Animals use behaviors to actively sample the environment across a broad spectrum of sensory domains. These behaviors discretize the sensory experience into unique spatiotemporal moments, minimize sensory adaptation, and enhance perception. In olfaction, behaviors such as sniffing, antennal flicking, and wing beating all act to periodically expose olfactory epithelium. In mammals, it is thought that sniffing enhances neural representations; however, the effects of insect wing beating on representations remain unknown. To determine how well the antennal lobe (AL) produces odor dependent representations when wing beating effects are simulated, we used extracellular methods to record neural units and local field potentials (LFPs) from moth AL. We recorded responses to odors presented as prolonged continuous stimuli or periodically as 20 and 25 Hz pulse trains designed to simulate the oscillating effects of wing beating around the antennae during odor guided flight. Using spectral analyses, we show that ~25% of all recorded units were able to entrain to “pulsed stimuli”; this includes pulsed blanks, which elicited the strongest overall entrainment. The strength of entrainment to pulse train stimuli was dependent on molecular features of the odorants, odor concentration, and pulse train duration. Moreover, units showing pulse tracking responses were highly phase locked to LFPs during odor stimulation, indicating that unit-LFP phase relationships are stimulus-driven. Finally, a Euclidean distance-based population vector analysis established that AL odor representations are more robust, peak more quickly, and do not show adaptation when odors were presented at the natural wing beat frequency as opposed to prolonged continuous stimulation. These results suggest a general strategy for optimizing olfactory representations, which exploits the natural rhythmicity of wing beating by integrating mechanosensory and olfactory cues at the level of the AL.

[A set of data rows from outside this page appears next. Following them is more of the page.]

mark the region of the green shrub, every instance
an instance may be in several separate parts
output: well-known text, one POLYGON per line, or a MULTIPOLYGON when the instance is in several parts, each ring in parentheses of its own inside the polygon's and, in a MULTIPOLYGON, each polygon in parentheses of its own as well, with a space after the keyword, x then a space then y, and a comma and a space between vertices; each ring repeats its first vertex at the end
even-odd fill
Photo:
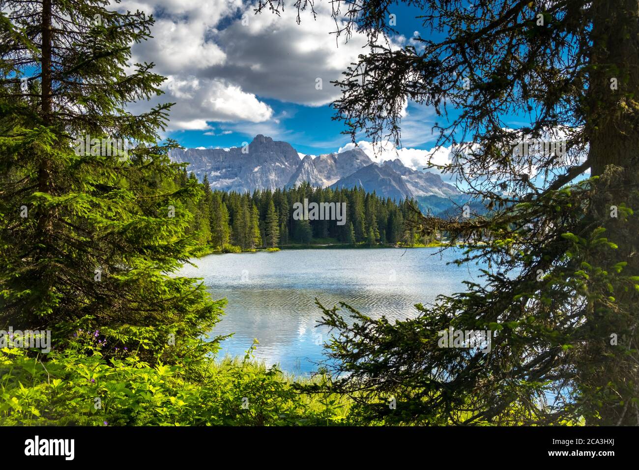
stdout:
POLYGON ((225 243, 224 246, 222 247, 222 253, 241 253, 242 248, 236 245, 231 245, 229 243, 225 243))

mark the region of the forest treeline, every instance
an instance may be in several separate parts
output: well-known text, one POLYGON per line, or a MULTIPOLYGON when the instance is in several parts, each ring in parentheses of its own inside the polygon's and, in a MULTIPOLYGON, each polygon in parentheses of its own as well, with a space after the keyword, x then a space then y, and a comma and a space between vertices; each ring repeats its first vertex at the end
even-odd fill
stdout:
MULTIPOLYGON (((197 183, 185 169, 176 182, 182 187, 197 183), (190 181, 189 181, 190 180, 190 181)), ((193 214, 190 232, 212 251, 237 252, 261 247, 311 244, 413 246, 431 239, 416 233, 406 221, 415 218, 410 203, 367 193, 362 188, 332 189, 308 183, 291 189, 256 191, 252 194, 211 189, 201 184, 204 196, 188 205, 193 214), (346 222, 295 220, 295 203, 346 203, 346 222)))

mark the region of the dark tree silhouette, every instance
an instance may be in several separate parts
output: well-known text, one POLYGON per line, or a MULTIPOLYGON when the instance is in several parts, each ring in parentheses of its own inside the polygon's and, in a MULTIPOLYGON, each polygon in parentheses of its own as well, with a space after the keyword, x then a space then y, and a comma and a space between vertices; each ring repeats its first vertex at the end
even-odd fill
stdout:
POLYGON ((442 171, 491 210, 415 226, 468 243, 459 261, 484 279, 396 324, 325 309, 334 389, 387 422, 639 424, 639 1, 403 3, 442 38, 392 48, 396 2, 331 3, 335 33, 371 46, 336 83, 337 117, 353 141, 399 145, 407 100, 435 108, 442 171), (565 154, 539 143, 562 140, 565 154), (490 352, 439 347, 450 326, 492 331, 490 352))

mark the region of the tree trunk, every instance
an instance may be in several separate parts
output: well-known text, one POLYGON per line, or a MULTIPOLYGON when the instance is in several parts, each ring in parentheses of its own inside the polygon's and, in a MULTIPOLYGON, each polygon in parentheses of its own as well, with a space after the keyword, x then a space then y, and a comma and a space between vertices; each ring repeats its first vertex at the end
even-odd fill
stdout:
MULTIPOLYGON (((592 49, 585 130, 592 175, 601 180, 595 184, 589 219, 604 227, 603 236, 619 246, 594 261, 604 269, 626 262, 622 274, 639 276, 639 0, 594 1, 590 12, 592 49), (611 216, 612 207, 622 203, 635 211, 627 221, 620 214, 611 216)), ((637 347, 639 295, 632 288, 619 290, 611 295, 620 311, 629 315, 596 303, 588 318, 593 336, 600 340, 587 350, 596 365, 584 368, 580 375, 590 390, 603 390, 610 397, 597 407, 601 419, 588 424, 639 425, 639 410, 631 401, 638 396, 638 358, 636 353, 622 352, 637 347), (619 334, 617 346, 610 344, 613 333, 619 334)))

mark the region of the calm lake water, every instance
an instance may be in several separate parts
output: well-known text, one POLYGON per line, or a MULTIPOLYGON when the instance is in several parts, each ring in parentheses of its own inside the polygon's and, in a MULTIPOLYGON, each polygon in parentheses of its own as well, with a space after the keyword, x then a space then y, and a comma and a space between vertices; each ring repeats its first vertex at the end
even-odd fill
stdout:
POLYGON ((328 329, 317 327, 325 307, 343 301, 374 317, 400 319, 417 315, 441 294, 465 290, 477 281, 474 264, 447 265, 461 251, 436 248, 307 249, 278 253, 210 255, 181 274, 201 278, 215 298, 228 306, 215 334, 234 333, 221 356, 243 356, 259 341, 255 356, 284 371, 309 373, 325 359, 328 329))

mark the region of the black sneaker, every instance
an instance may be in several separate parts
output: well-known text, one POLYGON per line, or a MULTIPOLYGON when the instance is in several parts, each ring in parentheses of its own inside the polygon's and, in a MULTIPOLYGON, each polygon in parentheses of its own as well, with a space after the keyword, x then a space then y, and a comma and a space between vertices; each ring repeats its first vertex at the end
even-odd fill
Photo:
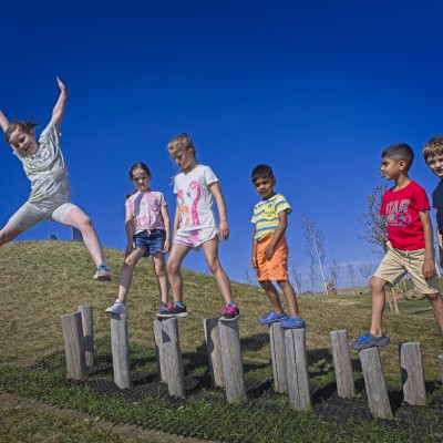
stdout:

SignificanceAcross vertebrates and invertebrates, corollary discharge circuits (CDCs) project to and inform sensory networks about an animal’s movements, which directly impact sensory processing. Failure of CDCs likely underlie sensory hallucinations in schizophrenia, Parkinson’s disease, and dyspnea, highlighting the fundamental importance of CDCs for successfully interpreting sensory cues to adaptively interact with the external world. Ultimately, understanding the role of CDCs in integrating sensory motor function will be vital to understand these diseases, but mechanistically little is known about how CDCs function. CDCs have been identified in most sensory domains except olfaction. Our findings indicate that a histaminergic CDC enhances the ability of the olfactory system to more precisely encode stimulus temporal structure, resulting in enhanced olfactory acuity.
Animals that plume track have developed navigational strategies that optimize the ability to track an odor to its source. This movement is an active part of the olfactory experience. For vertebrates, sniffing is also an active part of the olfactory experience that controls the speed and regularity of odor interactions with the olfactory receptors. This sniffing is coincident with locomotion throughout the environment and head movement back and forth across an odor plume. Similarly, moths actively beat their wings as they encounter odor plumes. In Manduca sexta, this wing beating influences speed and regularity of olfactory input in such a way that odor processing and perception are enhanced. While it is clear that the antennal lobe (AL) of M. sexta has evolved to process these naturally encountered olfactory stimuli, there may be a source of input that optimizes processing only when odor is sampled through wing beating. In other sensory systems, corollary discharge (CD) mechanisms have evolved to enhance sensory processing when the sensory input is caused by an animal's own muscle movement, termed reafference. These CD circuits exhibit a functional neural connection, either direct or indirect, between the sensory system and the motor system that caused the reafference. In M. sexta, there is a candidate pair of histamine (HA) immunoreactive neurons that project from the mesothoracic ganglia to the ALs. The goal of this study was to functionally characterize the role of HA signaling within the AL of M. sexta using pharmacological injections and behavioral detection assays. Here we have shown that pharmacological disruption of normal histamine signaling within the AL reduces sensitivity. This provides the first functional characterization of an olfactory CD circuit that uses flight-motor information to mediate olfactory sensitivity.